Environment="HSA_ENABLE_SDMA=0"
Environment="OLLAMA_HOST=0.0.0.0"
Environment="LD_LIBRARY_PATH=/usr/local/lib/ollama/rocm:/opt/rocm/lib"
EOF
systemctl daemon-reload
systemctl start ollama
5.6 Verify GPU Detection
journalctl -u ollama -n 5 | grep compute
# Should show: library=ROCm compute=gfx1151 total="160+ GiB"
Part 6: Performance Tuning
6.1 tuned Profile
apt install -y tuned
systemctl enable --now tuned
tuned-adm profile accelerator-performance
6.2 Persistent GPU Performance Mode
The power_dpm_force_performance_level resets on reboot. Create a systemd service on the Proxmox host:
cat > /etc/systemd/system/gpu-performance.service << 'EOF'
[Unit]
Description=Set GPU to high performance mode
After=multi-user.target
[Service]
Type=oneshot
ExecStart=/bin/sh -c 'echo high > /sys/class/drm/card1/device/power_dpm_force_performance_level'
RemainAfterExit=yes
[Install]
WantedBy=multi-user.target
EOF
systemctl enable --now gpu-performance
Part 7: Pull Models and Test
# Recommended models for 128GB Strix Halo
ollama pull gpt-oss:120b # OpenAI open-source MoE, ~36 tok/s
ollama pull qwen3:32b # Dense model, ~10 tok/s
ollama pull qwen3:14b # Fast, ~23 tok/s
ollama pull qwen2.5-coder:32b # Best local coding model
# Quick benchmark
curl -s http://localhost:11434/api/generate \
-d '{"model":"gpt-oss:120b","prompt":"say hello","stream":false}' | \
python3 -c "import sys,json; r=json.load(sys.stdin); print(r['response']); print(f'tok/s: {r[\"eval_count\"]/r[\"eval_duration\"]*1e9:.1f}')"
Expected Benchmarks
| Model | Parameters | Active Params | tok/s | Notes |
|---|---|---|---|---|
| gpt-oss:120b | 117B | 5.1B (MoE) | ~35-36 | OpenAI open-source |
| qwen3:32b | 32B | 32B | ~10 | |
| qwen3:14b | 14B | 14B | ~23 | |
| qwen2.5-coder:32b | 32B | 32B | ~10 | Best for coding |
Key Gotchas & Lessons Learned
These are the walls I hit.

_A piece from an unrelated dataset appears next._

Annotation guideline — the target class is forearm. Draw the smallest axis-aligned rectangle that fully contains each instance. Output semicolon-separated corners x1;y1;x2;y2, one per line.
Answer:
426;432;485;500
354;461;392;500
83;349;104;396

Each one cost me time. Hopefully you can skip them.
🔴 BIOS UMA Frame Buffer — Set to 2GB, not Auto
Symptom: free -h shows only ~62GB despite having 128GB installed.
"Auto" on GMKtec BIOSes statically reserves 64GB for the GPU, leaving half your RAM invisible to the OS. Set UMA Frame Buffer Size → 2GB (minimum available). The kernel GTT params handle dynamic GPU memory allocation instead.
🔴 ROCm 7.1 Won't Work — You Need 7.2
Symptom: Ollama falls back to CPU. rocminfo shows gfx1151 but inference never hits the GPU.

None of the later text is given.